Many of the disadvantages in access to healthcare and the resulting burden of NCDs and their risk factors stem from the fact that girls and women are hit hardest by poverty. This is concerning given that 85% of premature deaths from NCDs (i.e. between the ages of 30 and 70) occur in LMICs.

However, social factors like education, race, ethnicity, age, disability, power and autonomy also prevent women from being able to protect themselves from NCDS and access quality healthcare.

Universal Health Coverage (UHC) has the potential to reduce health inequalities faced by women, but health systems and policies need to be designed and implemented in a way that is affordable, accessible to them, and informed by their involvement in a particular setting.

Considering the financial barriers to health that women face, the implementation of a system of UHC would benefit most women, and particularly those in LMICs, thus contributing to their economic potential and capacity to lead a healthy life.

UHC packages should include high-impact primary healthcare in a one-stop shop. These include sexual and reproductive health services, pre- and antenatal care, breast and cervical cancer screening, and testing for other infections like HIV and TB.

A gender-responsive UHC will also ensure that no woman and girl is left behind, and that non-financial barriers to accessing healthcare are also addressed.
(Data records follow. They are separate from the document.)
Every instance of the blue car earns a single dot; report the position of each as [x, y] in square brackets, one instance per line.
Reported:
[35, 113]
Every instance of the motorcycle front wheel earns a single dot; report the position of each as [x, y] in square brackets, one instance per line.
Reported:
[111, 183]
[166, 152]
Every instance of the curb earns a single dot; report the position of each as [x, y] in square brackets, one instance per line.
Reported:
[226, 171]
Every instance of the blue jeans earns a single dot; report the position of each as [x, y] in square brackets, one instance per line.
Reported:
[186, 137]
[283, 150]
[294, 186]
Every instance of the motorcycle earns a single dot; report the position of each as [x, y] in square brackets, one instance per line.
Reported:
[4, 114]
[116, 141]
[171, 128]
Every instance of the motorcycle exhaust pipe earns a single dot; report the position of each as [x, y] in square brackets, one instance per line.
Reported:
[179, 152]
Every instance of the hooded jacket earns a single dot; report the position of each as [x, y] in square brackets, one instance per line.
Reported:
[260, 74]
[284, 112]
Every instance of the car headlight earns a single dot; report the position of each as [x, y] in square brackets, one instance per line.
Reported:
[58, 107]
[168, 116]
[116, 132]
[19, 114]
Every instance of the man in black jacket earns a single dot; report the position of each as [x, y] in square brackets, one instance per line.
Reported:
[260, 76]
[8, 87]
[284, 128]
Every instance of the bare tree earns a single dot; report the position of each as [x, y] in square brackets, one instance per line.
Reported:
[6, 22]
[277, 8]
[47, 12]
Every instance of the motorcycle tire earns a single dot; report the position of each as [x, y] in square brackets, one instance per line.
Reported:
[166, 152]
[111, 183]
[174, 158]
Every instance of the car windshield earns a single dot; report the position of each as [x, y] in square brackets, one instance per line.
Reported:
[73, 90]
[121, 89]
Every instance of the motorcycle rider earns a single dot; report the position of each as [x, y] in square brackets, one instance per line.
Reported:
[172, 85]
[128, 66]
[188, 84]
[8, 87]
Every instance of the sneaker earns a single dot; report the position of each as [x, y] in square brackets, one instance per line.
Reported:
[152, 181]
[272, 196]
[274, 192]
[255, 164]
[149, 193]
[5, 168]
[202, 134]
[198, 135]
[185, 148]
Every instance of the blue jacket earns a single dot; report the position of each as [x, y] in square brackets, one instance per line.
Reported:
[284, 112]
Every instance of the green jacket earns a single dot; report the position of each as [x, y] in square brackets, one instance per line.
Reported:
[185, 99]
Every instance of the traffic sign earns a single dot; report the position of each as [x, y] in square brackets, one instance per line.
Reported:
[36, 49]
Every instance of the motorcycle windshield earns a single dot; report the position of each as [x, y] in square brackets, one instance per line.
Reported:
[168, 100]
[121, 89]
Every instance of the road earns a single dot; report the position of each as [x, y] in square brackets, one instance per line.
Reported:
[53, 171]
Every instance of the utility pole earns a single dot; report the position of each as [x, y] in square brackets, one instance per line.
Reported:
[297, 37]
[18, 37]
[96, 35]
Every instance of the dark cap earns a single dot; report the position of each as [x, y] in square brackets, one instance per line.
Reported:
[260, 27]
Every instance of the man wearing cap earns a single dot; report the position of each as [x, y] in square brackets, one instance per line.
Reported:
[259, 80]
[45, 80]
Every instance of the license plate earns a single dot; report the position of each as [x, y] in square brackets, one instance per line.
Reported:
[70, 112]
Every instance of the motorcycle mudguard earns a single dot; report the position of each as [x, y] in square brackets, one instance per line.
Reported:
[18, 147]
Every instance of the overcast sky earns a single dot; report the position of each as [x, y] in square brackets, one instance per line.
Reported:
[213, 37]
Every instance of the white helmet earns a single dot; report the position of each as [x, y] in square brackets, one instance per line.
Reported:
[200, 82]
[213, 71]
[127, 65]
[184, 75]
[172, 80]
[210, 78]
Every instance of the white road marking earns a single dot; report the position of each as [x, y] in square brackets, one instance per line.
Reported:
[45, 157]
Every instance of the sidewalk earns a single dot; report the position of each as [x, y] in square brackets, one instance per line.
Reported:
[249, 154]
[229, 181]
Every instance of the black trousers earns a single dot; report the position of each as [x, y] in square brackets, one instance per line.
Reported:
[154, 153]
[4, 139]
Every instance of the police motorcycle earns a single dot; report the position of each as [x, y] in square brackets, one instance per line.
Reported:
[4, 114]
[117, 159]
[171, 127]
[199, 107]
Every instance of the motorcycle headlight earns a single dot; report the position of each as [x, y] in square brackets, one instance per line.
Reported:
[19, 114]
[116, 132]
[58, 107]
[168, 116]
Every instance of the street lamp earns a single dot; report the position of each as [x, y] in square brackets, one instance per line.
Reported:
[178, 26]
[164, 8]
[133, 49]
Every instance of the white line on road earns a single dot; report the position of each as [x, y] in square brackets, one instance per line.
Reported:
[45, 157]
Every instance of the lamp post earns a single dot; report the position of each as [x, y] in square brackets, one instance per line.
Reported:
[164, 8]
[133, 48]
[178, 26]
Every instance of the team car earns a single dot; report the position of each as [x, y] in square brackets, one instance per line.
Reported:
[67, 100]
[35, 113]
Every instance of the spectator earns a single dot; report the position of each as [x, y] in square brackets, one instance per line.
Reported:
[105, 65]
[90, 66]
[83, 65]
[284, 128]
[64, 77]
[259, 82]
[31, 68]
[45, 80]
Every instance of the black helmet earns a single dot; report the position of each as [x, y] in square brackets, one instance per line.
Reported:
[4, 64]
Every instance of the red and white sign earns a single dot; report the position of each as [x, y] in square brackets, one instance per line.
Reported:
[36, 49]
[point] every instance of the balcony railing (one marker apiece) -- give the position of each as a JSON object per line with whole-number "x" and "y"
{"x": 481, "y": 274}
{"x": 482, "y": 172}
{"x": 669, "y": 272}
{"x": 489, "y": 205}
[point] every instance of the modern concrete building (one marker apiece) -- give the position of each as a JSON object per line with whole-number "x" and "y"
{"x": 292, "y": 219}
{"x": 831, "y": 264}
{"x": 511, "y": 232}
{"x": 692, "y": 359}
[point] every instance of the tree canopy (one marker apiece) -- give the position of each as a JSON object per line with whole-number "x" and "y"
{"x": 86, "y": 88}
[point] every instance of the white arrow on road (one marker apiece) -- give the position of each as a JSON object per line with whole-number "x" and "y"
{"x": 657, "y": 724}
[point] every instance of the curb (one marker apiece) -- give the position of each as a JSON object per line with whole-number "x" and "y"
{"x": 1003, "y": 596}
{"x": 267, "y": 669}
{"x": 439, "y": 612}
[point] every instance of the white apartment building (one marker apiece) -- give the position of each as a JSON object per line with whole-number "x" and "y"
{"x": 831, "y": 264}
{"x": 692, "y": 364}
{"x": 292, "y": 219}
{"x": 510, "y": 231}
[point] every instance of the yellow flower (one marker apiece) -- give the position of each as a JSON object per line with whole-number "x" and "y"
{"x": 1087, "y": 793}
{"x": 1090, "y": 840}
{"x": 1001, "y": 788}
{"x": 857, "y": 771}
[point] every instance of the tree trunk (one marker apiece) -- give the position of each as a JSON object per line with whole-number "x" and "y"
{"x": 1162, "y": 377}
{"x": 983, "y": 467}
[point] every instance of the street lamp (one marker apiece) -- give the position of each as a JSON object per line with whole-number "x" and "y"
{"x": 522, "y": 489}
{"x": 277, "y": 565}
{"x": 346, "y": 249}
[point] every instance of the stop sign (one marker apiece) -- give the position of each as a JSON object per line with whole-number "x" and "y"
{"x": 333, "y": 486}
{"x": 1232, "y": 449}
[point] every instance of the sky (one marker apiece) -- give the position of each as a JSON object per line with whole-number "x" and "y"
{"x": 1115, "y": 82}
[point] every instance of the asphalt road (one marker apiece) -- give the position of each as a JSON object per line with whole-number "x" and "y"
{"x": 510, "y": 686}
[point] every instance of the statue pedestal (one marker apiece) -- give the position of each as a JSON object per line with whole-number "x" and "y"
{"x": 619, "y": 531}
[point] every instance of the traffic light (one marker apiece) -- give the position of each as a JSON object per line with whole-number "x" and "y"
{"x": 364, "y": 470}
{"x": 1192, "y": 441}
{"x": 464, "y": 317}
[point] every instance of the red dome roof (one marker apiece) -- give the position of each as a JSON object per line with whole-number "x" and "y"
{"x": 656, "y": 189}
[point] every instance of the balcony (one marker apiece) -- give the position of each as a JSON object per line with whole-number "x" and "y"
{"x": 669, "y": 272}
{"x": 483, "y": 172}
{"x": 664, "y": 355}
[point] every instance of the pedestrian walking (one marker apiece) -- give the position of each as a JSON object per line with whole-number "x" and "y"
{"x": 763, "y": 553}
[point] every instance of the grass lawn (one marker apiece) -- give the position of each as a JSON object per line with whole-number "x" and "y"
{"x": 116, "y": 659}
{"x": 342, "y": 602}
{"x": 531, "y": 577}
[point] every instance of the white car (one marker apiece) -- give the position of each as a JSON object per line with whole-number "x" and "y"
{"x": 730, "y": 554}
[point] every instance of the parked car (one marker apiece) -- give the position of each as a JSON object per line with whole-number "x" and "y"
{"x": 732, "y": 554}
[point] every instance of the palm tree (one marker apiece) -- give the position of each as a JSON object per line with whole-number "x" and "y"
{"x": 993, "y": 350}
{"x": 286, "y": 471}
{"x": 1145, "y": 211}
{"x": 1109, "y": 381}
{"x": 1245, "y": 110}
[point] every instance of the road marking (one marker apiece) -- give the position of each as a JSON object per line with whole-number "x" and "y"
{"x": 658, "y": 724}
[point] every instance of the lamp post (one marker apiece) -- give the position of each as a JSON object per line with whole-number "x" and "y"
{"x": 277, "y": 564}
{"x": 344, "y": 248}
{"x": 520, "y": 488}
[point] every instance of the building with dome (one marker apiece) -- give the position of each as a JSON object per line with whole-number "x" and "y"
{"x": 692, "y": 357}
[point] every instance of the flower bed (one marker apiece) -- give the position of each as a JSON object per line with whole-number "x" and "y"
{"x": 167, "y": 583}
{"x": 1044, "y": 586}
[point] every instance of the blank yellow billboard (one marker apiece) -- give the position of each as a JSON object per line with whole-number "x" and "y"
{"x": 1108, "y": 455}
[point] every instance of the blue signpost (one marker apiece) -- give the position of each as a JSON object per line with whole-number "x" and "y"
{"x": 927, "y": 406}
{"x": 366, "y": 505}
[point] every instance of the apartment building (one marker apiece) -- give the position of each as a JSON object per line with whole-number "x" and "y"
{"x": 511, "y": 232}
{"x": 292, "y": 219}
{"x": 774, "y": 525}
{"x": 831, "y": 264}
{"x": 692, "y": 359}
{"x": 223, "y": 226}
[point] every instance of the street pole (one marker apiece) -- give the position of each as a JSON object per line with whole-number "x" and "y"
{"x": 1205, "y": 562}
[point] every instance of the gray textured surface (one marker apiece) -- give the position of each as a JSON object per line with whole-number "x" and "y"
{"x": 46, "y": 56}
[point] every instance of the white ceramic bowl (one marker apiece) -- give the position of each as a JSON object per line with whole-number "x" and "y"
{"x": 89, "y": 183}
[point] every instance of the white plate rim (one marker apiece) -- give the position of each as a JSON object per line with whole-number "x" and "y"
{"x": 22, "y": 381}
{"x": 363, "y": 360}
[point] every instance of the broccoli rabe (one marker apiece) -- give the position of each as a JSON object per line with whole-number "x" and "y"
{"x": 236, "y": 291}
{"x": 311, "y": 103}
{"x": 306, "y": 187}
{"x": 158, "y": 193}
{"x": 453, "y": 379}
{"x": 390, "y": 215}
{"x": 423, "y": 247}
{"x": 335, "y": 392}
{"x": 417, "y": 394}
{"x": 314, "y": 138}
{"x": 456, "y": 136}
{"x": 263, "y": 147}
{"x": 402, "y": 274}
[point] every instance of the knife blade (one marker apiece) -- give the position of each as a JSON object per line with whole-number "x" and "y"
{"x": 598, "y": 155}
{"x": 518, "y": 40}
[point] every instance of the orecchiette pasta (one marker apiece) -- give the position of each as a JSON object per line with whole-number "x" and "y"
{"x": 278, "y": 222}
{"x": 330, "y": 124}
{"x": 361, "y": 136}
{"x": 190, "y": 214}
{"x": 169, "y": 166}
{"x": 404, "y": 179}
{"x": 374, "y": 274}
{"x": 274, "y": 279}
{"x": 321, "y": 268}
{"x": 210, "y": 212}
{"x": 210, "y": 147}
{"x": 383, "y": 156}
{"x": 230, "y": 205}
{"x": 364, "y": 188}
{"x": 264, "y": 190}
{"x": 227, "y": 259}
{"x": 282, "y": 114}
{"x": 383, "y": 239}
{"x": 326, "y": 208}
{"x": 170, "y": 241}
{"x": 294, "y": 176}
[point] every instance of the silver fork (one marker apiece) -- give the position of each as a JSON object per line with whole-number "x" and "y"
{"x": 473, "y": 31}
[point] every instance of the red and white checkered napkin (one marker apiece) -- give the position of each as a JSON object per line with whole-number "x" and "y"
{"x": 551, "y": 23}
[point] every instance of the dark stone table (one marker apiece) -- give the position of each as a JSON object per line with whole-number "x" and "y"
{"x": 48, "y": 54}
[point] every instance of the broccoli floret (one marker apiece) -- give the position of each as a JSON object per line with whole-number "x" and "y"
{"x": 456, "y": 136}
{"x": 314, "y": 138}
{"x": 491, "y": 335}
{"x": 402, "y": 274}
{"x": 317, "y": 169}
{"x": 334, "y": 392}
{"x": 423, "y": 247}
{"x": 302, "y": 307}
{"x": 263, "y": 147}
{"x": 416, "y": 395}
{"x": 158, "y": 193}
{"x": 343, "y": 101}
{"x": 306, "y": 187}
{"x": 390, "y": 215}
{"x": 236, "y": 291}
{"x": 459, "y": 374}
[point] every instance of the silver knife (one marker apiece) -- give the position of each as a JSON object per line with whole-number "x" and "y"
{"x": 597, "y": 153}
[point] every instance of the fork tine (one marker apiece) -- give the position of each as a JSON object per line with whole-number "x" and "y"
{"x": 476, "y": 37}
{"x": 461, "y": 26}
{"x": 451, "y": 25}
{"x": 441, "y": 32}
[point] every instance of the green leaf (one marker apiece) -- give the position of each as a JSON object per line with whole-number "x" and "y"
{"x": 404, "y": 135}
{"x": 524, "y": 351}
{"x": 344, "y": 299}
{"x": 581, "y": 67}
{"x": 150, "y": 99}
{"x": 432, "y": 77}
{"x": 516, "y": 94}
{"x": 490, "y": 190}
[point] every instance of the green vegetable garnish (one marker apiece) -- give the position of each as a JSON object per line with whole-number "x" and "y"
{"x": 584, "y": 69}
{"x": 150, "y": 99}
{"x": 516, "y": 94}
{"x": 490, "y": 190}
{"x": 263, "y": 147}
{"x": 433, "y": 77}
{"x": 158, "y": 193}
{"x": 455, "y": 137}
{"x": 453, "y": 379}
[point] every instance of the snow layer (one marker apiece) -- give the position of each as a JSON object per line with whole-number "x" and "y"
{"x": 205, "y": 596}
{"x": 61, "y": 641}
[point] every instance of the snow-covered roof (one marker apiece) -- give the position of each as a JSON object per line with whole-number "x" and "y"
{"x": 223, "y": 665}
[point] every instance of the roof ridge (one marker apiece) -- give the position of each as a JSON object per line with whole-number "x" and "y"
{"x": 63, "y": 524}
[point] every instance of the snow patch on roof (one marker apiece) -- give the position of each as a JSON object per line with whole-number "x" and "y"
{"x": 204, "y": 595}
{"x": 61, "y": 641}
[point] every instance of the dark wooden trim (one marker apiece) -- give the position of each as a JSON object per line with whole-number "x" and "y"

These include coverage of services that are culturally sensitive and women-friendly, utilising differentiated care models that reach the most vulnerable or marginalised.

Poor design of services can perpetuate or exacerbate structural inequalities. Evidence of this may be found in countries where gender disparities in access to care have arisen despite publicly funded healthcare systems being in place. In the UK, for example, women were found to be 13% less likely than men of the same age to receive a prescription for the two most important drugs in heart failure management within three months of diagnosis. [7]

Universal Health Coverage policies that address the gender determinants of health have the potential to turn the tide on women’s health, and will help us to achieve gender-related sustainable development goals.